The author has an understanding of some of the big wigs in the media of the tech landscape. The bad guys: the zuckerbergs, peter tiel, elon musk, sandberg, larry elison, steve jobs, etc. He his incredibly harsh in his critique and has a fundamentally sound understanding of philosophy and makes many apt points of observation. His examination however is hollow. He makes no attempts and understanding other than a skin deep point of view from media reports and Edgar filings. He does present interesting things that I did not know about my own industry (spoiler alert, I'm biased). But he fails in both his critiques and in his lack of praise for what the tech industry has done. For one, he almost entirely neglects the biases of race and gender in the tech industry as well as homophobia even back to the beginning (Alan Turing famously was chemically castrated by the British government and then killed himself as a result, none of this is mentioned in the book). He does not mention that a 'programmer' early in the industry was comprised almost entirely of women, who were later sidelined for men when the jobs became high paying and high status. He fixates on Ayn Rand and individualism in the industry, which is an odd problem for tech in particular, but he also fails to even mention open source technology, the individualism encouraged by early proponents of computers, the wonderful technologies that were built on the foundations of thinkers like Noam Chomsky (a radical activist), Claude Shannon (a pioneer in information technology) and others. Even his critiques fail to mention things like Marvin Minsky (the most famous name in artificial intelligence research up until OpenAI's ChatGPT creation) being on the Jeffery Epstein lists. The MIT design lab was mentioned as a small footnote along with the Stanford D School. My point being that philosophically, this work was incredibly weak. He fails to mention any reformers, activists, or even people who recognize the flaws of the industry outside of Timnit Gerbu. Cathy O'Neil (author of Weapons of Math Destruction - a fantastic work) would be aligned with many points of his work, yet he fails to mention her.

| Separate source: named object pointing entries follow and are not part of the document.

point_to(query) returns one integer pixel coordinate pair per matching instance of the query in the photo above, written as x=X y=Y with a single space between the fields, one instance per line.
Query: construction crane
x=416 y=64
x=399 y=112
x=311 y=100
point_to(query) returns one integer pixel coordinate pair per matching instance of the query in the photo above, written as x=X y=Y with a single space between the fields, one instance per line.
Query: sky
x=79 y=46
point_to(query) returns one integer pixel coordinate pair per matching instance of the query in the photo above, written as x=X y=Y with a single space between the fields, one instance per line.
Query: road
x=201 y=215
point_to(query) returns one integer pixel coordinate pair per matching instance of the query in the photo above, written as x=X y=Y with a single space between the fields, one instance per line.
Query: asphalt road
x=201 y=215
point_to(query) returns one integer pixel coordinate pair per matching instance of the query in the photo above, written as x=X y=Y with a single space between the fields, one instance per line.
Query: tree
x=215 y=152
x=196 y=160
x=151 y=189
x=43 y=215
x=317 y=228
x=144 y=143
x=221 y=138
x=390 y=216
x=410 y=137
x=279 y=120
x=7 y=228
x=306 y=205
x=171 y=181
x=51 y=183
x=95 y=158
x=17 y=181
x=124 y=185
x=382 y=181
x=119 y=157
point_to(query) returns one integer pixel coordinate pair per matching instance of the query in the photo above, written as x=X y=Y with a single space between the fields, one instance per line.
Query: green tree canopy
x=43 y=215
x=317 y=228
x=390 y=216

I'm disappointed I wasted time reading this. It was at best just a hit piece on the very recent developments in tech industry, not in computer science, data science, or any science really. The author uses gotcha headlines and nobody's like James Damore to paint a picture of carte blanche racism and sexism within tech as a whole. It's just an incredibly weak argument for an industry that empoyees millions of people of all shapes, colors, ethnicities, backgrounds and opinions and that's just in the US alone. He also fails to even mention people that would help shape his argument of tech as the evil empire, like Palmer Luckey founder of Anduril and Oculus who is a psycho, or Sam Bankman-Fried, and spends little to no time on the critique of Theranos and why that was possible to happen.

Just weak. Do better. I expected a hit piece, but this was just soft. It also only focused mostly on roughly the last 10-15 years of the industry, with the exception of his focus on the PayPal mafia. There is so much more to explore in this topic, even in the negative light the author took which could be much, much more interesting.